Monday, June 11, 2012

Human Rights in Question: Today's News

Orange County, California police arrested founders of an Asia sex traffic ring this morning. The suspected members moved women from China to the U.S. promosing them a better life in America, but instead, brought them to residential brothels to work as sex slaves.

One woman, identified only as Soo, told CNN report Thelma Gutierrez that life as a sex slave is a nightmare. Soo was brought to America for better working opportunities, but found herself thrown into sex slavery in a massage parlor.

Soo, who is now free, said: “We are humans. We are not animals.”

More information on this story can be found on CNN.

Sex tourism is still prominant even in the 21st Century for many parts of the world, especially in the Middle East and Asia where women have virtually zero rights.

In Reluctant Bedfellows, for example, authors Meredith Ralston and Edna Keeble speak with numerous women in the Phillipines who were forced to work as prostitutes. Ralston and Keeble follow the history of prostitution in former military outpost Angeles City, the women and foreign men who live by the trade and the varied organizations attempting to deal with prostitution.

In the news today is also a story told by a 33-year-old Saudi woman named Manal al-Sharif who was taught at a young age in school that listening to music was sinful, along with driving, showing your face in public and not being escorted by a male guardian.

She has made global attention due to a Youtube video of her challenging the human rights community and the Saudi government by driving a car without permission and showing her face.

"All I did was ask for rights. I didn't attack anyone. I didn't harass anyone. I didn't oppose the system or the country or the authority. All I said is, 'Why can't I drive?' "

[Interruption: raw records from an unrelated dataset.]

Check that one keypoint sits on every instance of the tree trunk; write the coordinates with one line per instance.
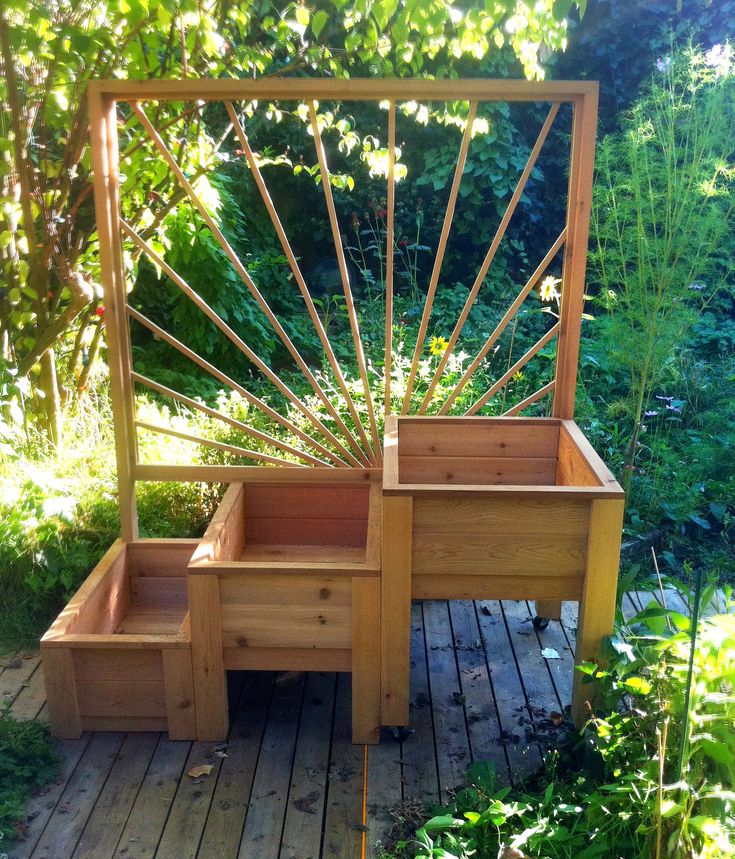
(49, 384)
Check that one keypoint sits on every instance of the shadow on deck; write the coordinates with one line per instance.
(289, 784)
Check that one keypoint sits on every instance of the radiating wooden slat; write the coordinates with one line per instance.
(529, 400)
(349, 300)
(508, 375)
(213, 413)
(503, 324)
(226, 330)
(439, 257)
(494, 245)
(298, 276)
(226, 380)
(240, 269)
(389, 253)
(217, 445)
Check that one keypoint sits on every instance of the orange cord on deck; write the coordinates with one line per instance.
(364, 802)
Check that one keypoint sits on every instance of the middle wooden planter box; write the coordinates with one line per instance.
(287, 577)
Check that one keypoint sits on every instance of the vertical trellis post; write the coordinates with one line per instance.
(105, 161)
(581, 170)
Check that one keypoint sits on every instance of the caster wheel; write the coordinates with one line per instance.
(400, 733)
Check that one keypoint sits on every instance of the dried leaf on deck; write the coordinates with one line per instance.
(201, 770)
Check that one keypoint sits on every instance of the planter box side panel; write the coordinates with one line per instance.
(521, 547)
(286, 611)
(306, 516)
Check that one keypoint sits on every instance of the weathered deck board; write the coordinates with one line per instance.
(231, 797)
(288, 784)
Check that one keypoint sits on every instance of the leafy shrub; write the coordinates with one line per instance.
(651, 776)
(662, 221)
(28, 761)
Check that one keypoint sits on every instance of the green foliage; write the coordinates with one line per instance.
(28, 761)
(662, 222)
(48, 246)
(639, 783)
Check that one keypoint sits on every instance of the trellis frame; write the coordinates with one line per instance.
(103, 99)
(324, 499)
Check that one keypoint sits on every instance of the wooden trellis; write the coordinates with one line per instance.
(359, 446)
(314, 555)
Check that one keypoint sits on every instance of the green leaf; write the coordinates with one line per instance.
(561, 9)
(637, 685)
(441, 822)
(318, 22)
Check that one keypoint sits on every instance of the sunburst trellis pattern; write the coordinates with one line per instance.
(329, 436)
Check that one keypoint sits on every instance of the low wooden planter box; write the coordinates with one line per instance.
(287, 577)
(118, 658)
(494, 508)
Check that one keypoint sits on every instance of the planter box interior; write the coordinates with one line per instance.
(309, 523)
(494, 452)
(119, 655)
(287, 577)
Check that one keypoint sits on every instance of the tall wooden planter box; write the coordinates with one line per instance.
(118, 658)
(494, 508)
(287, 577)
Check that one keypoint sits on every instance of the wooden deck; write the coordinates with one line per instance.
(289, 784)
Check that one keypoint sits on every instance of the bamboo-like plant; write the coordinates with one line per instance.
(662, 218)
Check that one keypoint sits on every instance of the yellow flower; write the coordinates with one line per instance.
(548, 290)
(438, 345)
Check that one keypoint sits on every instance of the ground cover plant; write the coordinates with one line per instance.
(651, 776)
(657, 369)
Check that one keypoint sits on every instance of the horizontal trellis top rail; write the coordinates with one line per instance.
(349, 89)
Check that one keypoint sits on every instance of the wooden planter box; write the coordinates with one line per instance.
(494, 508)
(287, 577)
(118, 658)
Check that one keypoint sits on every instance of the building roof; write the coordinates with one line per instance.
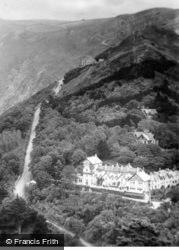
(149, 111)
(143, 176)
(94, 160)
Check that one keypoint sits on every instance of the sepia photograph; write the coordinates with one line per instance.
(89, 123)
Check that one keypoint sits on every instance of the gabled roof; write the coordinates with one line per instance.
(94, 160)
(142, 175)
(147, 136)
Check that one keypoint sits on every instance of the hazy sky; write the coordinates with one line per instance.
(76, 9)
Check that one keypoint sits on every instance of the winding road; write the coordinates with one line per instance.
(58, 88)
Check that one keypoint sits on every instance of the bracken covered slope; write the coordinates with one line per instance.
(36, 53)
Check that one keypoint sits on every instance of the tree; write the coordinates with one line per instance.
(78, 156)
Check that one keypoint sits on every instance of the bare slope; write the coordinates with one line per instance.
(36, 53)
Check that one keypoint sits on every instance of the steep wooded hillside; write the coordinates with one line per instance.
(36, 53)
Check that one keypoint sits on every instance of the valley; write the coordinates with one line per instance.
(106, 88)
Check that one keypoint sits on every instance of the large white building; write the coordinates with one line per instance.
(124, 178)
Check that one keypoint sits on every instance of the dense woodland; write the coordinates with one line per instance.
(100, 118)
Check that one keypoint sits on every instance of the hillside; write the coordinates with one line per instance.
(97, 111)
(37, 53)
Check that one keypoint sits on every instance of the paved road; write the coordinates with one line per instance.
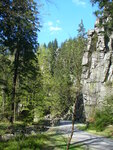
(92, 142)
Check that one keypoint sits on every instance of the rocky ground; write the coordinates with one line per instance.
(90, 141)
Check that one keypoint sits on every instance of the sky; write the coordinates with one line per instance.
(60, 19)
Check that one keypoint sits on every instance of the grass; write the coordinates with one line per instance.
(107, 132)
(49, 140)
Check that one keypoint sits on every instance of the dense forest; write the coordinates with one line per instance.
(41, 82)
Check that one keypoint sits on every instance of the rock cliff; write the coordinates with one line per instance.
(97, 73)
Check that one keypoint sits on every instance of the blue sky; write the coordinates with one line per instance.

Police detained her for nine days without any charges. She wanted this to be the first step among human rights for women in the Middle East and encourages women to defy the banned laws against them.

"But the campaign isn't really about driving, she said. Driving, in one sense, is a stand-in for other issues. Women in Saudi Arabia won't be allowed to vote or hold public office until 2015. They can't get married, leave the country, go to school or open bank accounts without permission from a male guardian, who usually is the father or husband. Much of public life is segregated by gender." (CNN)

The divorced woman of a six-year-old has started a driving campaign called Women2Drive, offering more than just guidance for women and encouragement to drive. The group is encouraging Saudi women to go out and drive on June 17th, but the cause is more about human rights than the drive. Because of the uproar in the country, however, al-Sharif will not be participating in the drive.

"That would endanger my family, not only me."

She knows that change will not occur in Saudi Arabia overnight, but is hopeful that women will stand up for themselves, as she did when she lost her job last month in order to speak at the Human Rights Conference in Norway. She encourages women to take the right steps to a better future for themselves.